Isykal Pernyataan Syeikh Mufid ra
Syeikh Mufid mengatakan bahwa permasalahan lupa yang
dinisbatkan kepada nabi saww adalah hadits ahad, hal
tersebut jikalau dinisbatkan hanya kepada kitab “Al-
Faqih” bisa dibenarkan tetapi kalau kita lihat didalam
kitab-kitab lainnya seperti Al-Kâfi dan Istibshar maka
kita akan menemukan hadits serupa yang lebih dari satu
dengan kualitas sahih. Bahkan Syarif Murtadha (Ali Ibn
Husein Musawi) didalam Al-Masâil An-Nâshiriyyât
menjadikan hadits yang serupa sebagai dalil dalam
fiqihnya mengenai sujud sahwi.[6] Walapun sebenarnya
hadits lain mengenai lupa didalam shalat dan sujud
sahwi yang tidak dinisbatkan kepada Nabipun banyak
jumlahnya.
Kita dapat melihat beberapa hadits sebagai contoh
didalam Al-kafi sebagai berikut:
مُحَمَّدُ بْنُ يَحْيَى عَنْ أَحْمَدَ بْنِ مُحَمَّدِ بْنِ عِيسَى عَنْ عُثْمَانَ بْنِ عِيسَى عَنْ سَمَاعَةَ بْنِ مِهْرَانَ قَالَ قَالَ أَبُو عَبْدِ اللهِ (ع): …فَإِنَّ رَسُولَ
اللهِ (ص) صَلَّى بِالنَّاسِ الظُّهْرَ رَكْعَتَيْنِ ثُمَّ سَهَا فَسَلَّمَ فَقَالَ لَهُ ذُو الشِّمَالَيْنِ يَا رَسُولَ اللهِ أَ نَزَلَ فِي الصَّلاةِ شَيْءٌ فَقَالَ وَمَا ذَاكَ قَالَ إِنَّمَا
صَلَّيْتَ رَكْعَتَيْنِ فَقَالَ رَسُولُ اللهِ (ص) أَتَقُولُونَ مِثْلَ قَوْلِهِ قَالُوا نَعَمْ فَقَامَ (ص) فَأَتَمَّ بِهِمُ الصَّلاةَ وَسَجَدَ بِهِمْ سَجْدَتَيِ السَّهْوِ …

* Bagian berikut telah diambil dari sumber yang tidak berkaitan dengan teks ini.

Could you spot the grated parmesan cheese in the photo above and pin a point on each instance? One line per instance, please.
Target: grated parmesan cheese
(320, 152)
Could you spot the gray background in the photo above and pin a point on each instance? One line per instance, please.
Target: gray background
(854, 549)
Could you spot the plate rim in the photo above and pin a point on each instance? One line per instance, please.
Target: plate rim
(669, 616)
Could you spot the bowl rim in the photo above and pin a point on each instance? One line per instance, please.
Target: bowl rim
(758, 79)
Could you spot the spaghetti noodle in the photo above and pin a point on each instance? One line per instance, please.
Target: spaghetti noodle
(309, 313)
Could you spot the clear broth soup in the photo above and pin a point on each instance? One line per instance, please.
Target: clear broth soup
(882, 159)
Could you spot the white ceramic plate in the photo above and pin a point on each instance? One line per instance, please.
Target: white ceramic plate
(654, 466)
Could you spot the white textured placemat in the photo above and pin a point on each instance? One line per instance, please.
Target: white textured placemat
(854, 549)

Berkata Abu Abdillah as: …Sesungguhnya rasulullah saww
pernah shalat dzhuhur berjamaah dua rakaat, karena
lupa, kemuadian memberi salam akhir, kemudian Dzu As-
Syimalain berkata wahai rasulullah saw, apakah ada
yang kurang didalam shalat anda, Rasul menjawab :
memang apa yang terjadi? Dzu As-Syimalain berkata
sesungguhnya anda telah shalat dua rakaat, kemudian
Rasul Saww bertanya kepada yang lainnya : apakah
kalian melihat benar apa yang dia katakan , mereka
berkata : betul, kemudian rasulullah saww, meneruskan
shalatnya lalu melaksanakan sujud sahwi…[7]

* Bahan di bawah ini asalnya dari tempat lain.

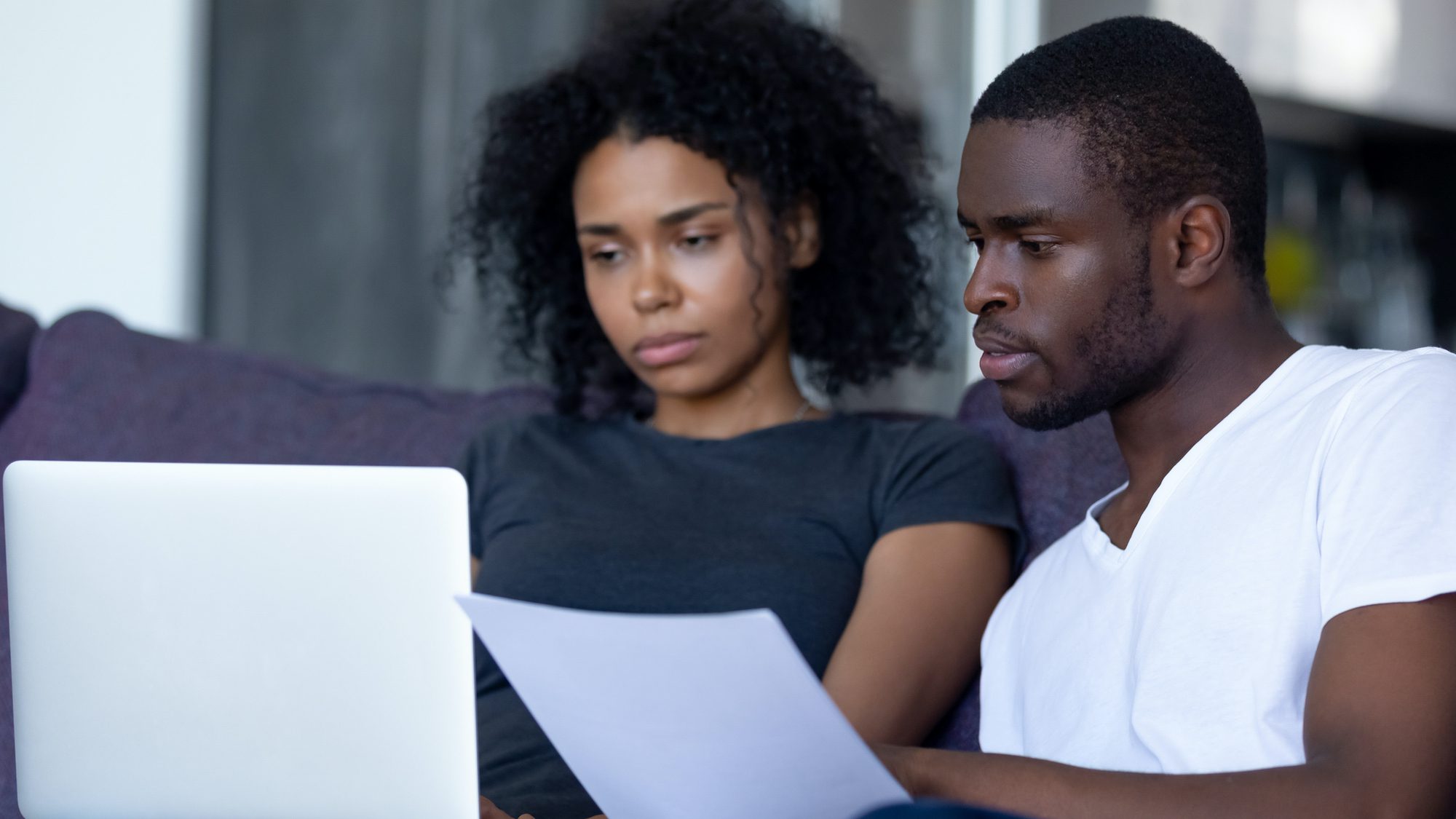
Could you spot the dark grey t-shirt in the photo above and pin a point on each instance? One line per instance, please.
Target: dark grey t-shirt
(617, 516)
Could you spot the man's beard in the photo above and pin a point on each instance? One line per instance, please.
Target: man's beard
(1123, 355)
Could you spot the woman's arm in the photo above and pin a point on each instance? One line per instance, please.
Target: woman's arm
(914, 641)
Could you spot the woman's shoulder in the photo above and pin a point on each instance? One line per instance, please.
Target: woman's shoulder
(908, 433)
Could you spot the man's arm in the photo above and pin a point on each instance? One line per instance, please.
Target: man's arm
(1380, 740)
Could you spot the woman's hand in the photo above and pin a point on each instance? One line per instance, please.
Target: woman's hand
(490, 810)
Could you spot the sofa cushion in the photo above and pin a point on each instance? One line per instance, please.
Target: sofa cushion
(1056, 475)
(103, 392)
(17, 333)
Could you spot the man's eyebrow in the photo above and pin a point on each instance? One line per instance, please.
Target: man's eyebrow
(1024, 219)
(668, 221)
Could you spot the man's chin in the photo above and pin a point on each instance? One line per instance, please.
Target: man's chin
(1043, 413)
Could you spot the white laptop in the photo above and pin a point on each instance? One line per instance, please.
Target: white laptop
(215, 641)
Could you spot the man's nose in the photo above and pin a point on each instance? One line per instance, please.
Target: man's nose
(991, 289)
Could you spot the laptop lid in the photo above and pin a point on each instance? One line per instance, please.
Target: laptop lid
(240, 641)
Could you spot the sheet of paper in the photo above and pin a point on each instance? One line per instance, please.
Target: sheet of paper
(672, 716)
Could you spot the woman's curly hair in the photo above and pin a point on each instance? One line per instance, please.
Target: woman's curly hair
(777, 103)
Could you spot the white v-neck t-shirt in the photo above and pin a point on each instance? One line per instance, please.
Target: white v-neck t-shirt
(1332, 487)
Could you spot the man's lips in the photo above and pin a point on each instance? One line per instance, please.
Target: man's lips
(668, 349)
(1002, 360)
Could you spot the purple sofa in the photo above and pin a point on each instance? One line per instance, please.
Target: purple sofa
(91, 389)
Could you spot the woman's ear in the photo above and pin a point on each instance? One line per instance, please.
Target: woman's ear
(802, 231)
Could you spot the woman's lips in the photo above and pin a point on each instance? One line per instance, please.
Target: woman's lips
(1004, 366)
(663, 350)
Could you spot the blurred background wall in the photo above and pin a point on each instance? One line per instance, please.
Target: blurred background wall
(280, 175)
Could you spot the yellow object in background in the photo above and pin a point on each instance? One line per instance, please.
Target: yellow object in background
(1292, 267)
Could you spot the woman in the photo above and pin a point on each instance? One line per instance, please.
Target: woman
(708, 191)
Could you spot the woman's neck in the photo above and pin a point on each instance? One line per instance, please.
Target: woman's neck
(758, 401)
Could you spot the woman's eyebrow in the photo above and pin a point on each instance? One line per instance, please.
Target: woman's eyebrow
(684, 215)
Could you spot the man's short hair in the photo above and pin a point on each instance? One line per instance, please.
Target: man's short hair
(1163, 117)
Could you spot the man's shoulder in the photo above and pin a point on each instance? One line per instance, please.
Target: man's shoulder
(1342, 371)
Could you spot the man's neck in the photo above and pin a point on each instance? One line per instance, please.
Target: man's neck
(1216, 372)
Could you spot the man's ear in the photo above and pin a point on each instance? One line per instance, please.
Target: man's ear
(1203, 240)
(802, 231)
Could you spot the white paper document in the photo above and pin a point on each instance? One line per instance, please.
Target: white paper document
(684, 716)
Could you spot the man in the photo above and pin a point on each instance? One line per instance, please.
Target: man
(1262, 621)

مُحَمَّدُ بْنُ يَحْيَى عَنْ أَحْمَدَ بْنِ مُحَمَّدِ بْنِ عِيسَى عَنْ عَلِيِّ بْنِ النُّعْمَانِ عَنْ سَعِيدٍ الأَعْرَجِ قَالَ سَمِعْتُ أَبَا عَبْدِ اللهِ (ع) يَقُولُ صَلَّى رَسُولُ
اللهِ (ص) ثُمَّ سَلَّمَ فِي رَكْعَتَيْنِ فَسَأَلَهُ مَنْ خَلْفَهُ يَا رَسُولَ اللهِ أَحَدَثَ فِي الصَّلاةِ شَيْءٌ قَالَ وَمَا ذَلِكَ قَالُوا إِنَّمَا صَلَّيْتَ رَكْعَتَيْنِ فَقَالَ أَكَذَلِكَ
يَا ذَا الْيَدَيْنِ وَكَانَ يُدْعَى ذَا الشِّمَالَيْنِ فَقَالَ نَعَمْ فَبَنَى عَلَى صَلَاتِهِ فَأَتَمَّ الصَّلاةَ أَرْبَعاً وَقَالَ إِنَّ اللهَ هُوَ الَّذِي أَنْسَاهُ رَحْمَةً للأُمَّةِ …

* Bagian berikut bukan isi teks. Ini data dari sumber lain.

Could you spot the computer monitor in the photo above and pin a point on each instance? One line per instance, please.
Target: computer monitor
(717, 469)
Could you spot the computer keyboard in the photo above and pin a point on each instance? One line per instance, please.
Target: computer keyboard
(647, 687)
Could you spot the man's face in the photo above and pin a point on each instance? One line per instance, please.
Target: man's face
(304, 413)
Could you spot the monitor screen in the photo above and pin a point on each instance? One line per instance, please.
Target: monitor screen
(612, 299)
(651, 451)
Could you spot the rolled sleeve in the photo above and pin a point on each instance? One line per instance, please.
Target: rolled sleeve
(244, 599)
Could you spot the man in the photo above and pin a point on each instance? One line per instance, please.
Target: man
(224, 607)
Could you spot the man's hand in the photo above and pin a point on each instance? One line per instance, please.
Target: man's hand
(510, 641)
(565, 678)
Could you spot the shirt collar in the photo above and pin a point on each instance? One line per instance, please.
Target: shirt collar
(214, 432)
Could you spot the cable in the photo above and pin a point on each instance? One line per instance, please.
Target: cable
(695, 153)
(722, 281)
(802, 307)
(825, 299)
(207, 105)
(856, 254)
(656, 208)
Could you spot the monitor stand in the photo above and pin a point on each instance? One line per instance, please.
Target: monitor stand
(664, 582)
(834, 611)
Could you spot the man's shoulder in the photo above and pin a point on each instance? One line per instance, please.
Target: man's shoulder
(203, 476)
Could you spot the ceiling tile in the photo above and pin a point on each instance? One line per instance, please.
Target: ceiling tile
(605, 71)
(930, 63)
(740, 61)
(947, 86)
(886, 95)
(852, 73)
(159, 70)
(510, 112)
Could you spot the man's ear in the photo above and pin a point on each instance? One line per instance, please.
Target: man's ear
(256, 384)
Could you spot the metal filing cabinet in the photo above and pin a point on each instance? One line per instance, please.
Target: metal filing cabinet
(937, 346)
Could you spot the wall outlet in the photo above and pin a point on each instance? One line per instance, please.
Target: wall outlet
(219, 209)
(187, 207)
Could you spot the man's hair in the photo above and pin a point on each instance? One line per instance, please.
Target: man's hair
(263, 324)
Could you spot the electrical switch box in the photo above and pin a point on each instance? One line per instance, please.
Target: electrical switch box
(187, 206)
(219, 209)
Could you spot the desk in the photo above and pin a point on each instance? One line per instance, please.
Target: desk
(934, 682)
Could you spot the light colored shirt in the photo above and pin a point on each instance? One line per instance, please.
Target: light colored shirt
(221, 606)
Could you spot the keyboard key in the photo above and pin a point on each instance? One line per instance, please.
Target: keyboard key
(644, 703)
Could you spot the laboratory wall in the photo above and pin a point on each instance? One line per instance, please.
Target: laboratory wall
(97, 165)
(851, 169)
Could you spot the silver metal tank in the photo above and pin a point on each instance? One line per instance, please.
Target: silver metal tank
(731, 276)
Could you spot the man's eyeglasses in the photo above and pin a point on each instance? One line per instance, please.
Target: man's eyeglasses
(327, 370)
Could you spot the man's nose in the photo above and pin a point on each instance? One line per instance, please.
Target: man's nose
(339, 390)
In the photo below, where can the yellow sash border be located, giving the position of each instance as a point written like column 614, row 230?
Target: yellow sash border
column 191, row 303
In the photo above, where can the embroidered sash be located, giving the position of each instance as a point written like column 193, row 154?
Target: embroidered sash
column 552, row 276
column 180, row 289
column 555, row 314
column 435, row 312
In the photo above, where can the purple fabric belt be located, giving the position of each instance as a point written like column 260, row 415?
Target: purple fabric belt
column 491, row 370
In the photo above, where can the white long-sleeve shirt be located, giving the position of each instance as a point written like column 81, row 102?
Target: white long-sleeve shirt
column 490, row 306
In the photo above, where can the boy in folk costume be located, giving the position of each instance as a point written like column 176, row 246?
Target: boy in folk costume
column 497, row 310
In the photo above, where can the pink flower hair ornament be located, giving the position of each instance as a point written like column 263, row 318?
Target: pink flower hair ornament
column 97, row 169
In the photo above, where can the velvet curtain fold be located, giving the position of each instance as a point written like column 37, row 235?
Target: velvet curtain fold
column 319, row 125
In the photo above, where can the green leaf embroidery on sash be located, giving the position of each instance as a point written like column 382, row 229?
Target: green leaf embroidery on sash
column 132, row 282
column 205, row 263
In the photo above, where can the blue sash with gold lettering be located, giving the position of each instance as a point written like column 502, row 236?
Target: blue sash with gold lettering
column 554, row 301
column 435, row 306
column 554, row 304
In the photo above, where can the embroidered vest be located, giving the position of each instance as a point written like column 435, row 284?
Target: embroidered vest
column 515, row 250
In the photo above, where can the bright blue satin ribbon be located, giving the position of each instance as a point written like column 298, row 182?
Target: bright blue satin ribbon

Berkata Sa’îd Al-A’râj aku mendengar Aba Abdillah as
bersabda : Rasulullah melakukan salam setelah dua
rakaat, kemudian dibelakangnya bertanya : wahai
rasulullah saww apakah terjadi kekurangan didalam
shalat? Rasul saww menjawab : apa yang terjadi?,
mereka berkata : anda telah shalat dua rakaat, rasul
saww bertanya : apakah hal itu benar wahai Dzulyadain,
yang mana dipanggil Dzu as-Syimalain, dia berkata
betul, kemudian rasul saww meneruskan shalatnya dan
menyempurnakan shalatnya menjadi empat rakaat,
kemudian Imam as bersabda: Sesungguhnya Allah Swt lah
yang melupakan nabi saww sebagai rahmat bagi umat…[8]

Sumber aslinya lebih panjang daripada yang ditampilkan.